Why Hexadecimal Matters in Real Work
Common places you see hex
- Web design: color codes like #1E73BE
- Programming: memory addresses, flags, masks, and constants
- Networking: packet dumps and MAC addresses
- Security: hashes, checksums, and encoded payloads
- Embedded systems: registers and device communication bytes
A reliable hex calculator helps you move quickly between ideas: human-readable values, machine-level representations, and practical implementation details.
How to Use This Calculator
Basic workflow
- Enter the first hexadecimal value in First Hex Number (A).
- Select an operation: arithmetic or bitwise.
- Enter the second hexadecimal value in Second Hex Number (B).
- Click Calculate to see results in hex, decimal, and binary.
The tool supports values with or without a 0x prefix. For example, FF and 0xFF are treated the same.
Operations included
- Addition (+): combine two values
- Subtraction (-): difference between values
- Multiplication (*): scaled products
- Division (/): integer division for whole-number results
- Modulus (%): remainder after division
- Bitwise AND, OR, XOR: mask and merge operations
- Left/Right Shift: bit-level shifts for efficient transforms
Important Behavior Notes
- Division by zero and modulus by zero are blocked with an error message.
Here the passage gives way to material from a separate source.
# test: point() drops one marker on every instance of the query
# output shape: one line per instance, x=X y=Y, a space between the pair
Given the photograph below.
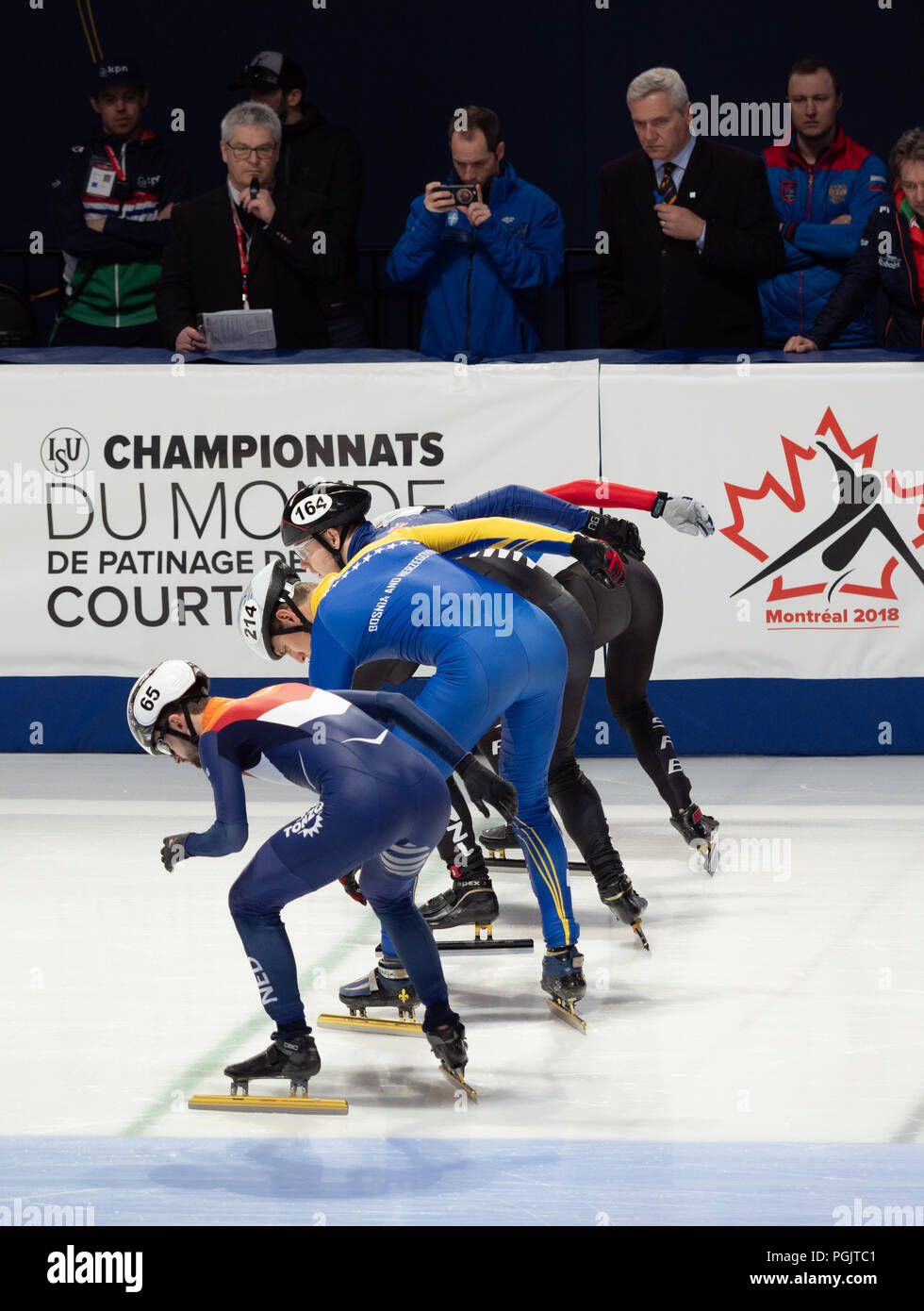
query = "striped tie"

- Shift operations require a non-negative shift amount.
- Right shift is arithmetic for signed values (preserves sign).
- Results are shown in three forms so you can verify quickly.
Worked Examples
Example 1: Hex addition
If you add 1A and 2F, the calculator returns 49 in hex, 73 in decimal, and 0b1001001 in binary. This is useful when summing offsets or packet fields.
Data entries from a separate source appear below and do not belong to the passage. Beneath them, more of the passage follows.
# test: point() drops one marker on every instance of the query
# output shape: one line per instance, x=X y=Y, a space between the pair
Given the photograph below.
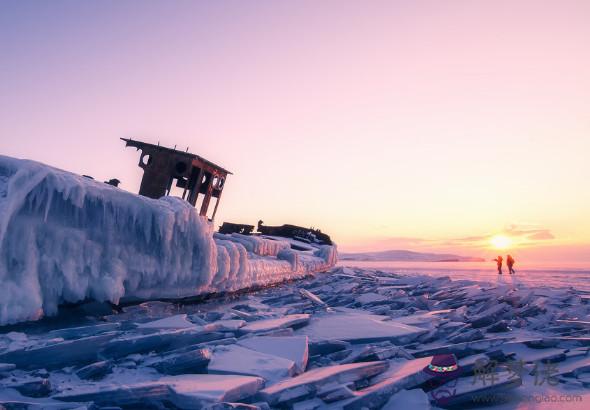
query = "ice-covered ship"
x=65 y=238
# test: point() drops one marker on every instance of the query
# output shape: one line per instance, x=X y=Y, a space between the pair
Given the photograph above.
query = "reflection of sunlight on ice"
x=574 y=276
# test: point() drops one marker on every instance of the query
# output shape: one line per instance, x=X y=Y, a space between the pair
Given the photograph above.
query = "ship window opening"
x=177 y=187
x=181 y=167
x=199 y=203
x=146 y=159
x=212 y=204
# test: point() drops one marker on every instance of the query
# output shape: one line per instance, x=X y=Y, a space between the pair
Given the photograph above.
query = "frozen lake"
x=570 y=275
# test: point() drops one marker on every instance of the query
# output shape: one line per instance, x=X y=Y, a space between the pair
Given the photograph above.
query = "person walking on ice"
x=499 y=260
x=510 y=264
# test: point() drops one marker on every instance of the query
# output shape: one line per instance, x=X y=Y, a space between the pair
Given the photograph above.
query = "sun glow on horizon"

Example 2: Bit masking with AND
Use FF0F & 0F0F to isolate specific nibble regions. Bitwise AND keeps only bits that are set in both numbers, a common pattern for extracting data from packed values.
Example 3: Shifting for scaling
Try 10 << 2. In binary terms, this moves bits left by two places, which multiplies by four for non-overflowing integer values. This is frequently used in low-level optimization and register setup.
Frequent Mistakes and How to Avoid Them
- Invalid characters: only 0-9 and A-F are valid in hexadecimal.
- Confusing decimal and hex: remember 10 in hex equals 16 in decimal.
- Forgetting sign behavior: negative values are allowed and can change right-shift output.
- Ignoring result base: always confirm whether a value is hex, decimal, or binary before copying into code.
Final Thoughts
If you work with software, electronics, systems, or data, a good hexadecimal calculator is not just convenient—it is a daily productivity tool. Use this page when you need fast hex arithmetic, clean bitwise calculations, and immediate conversions to decimal and binary for validation.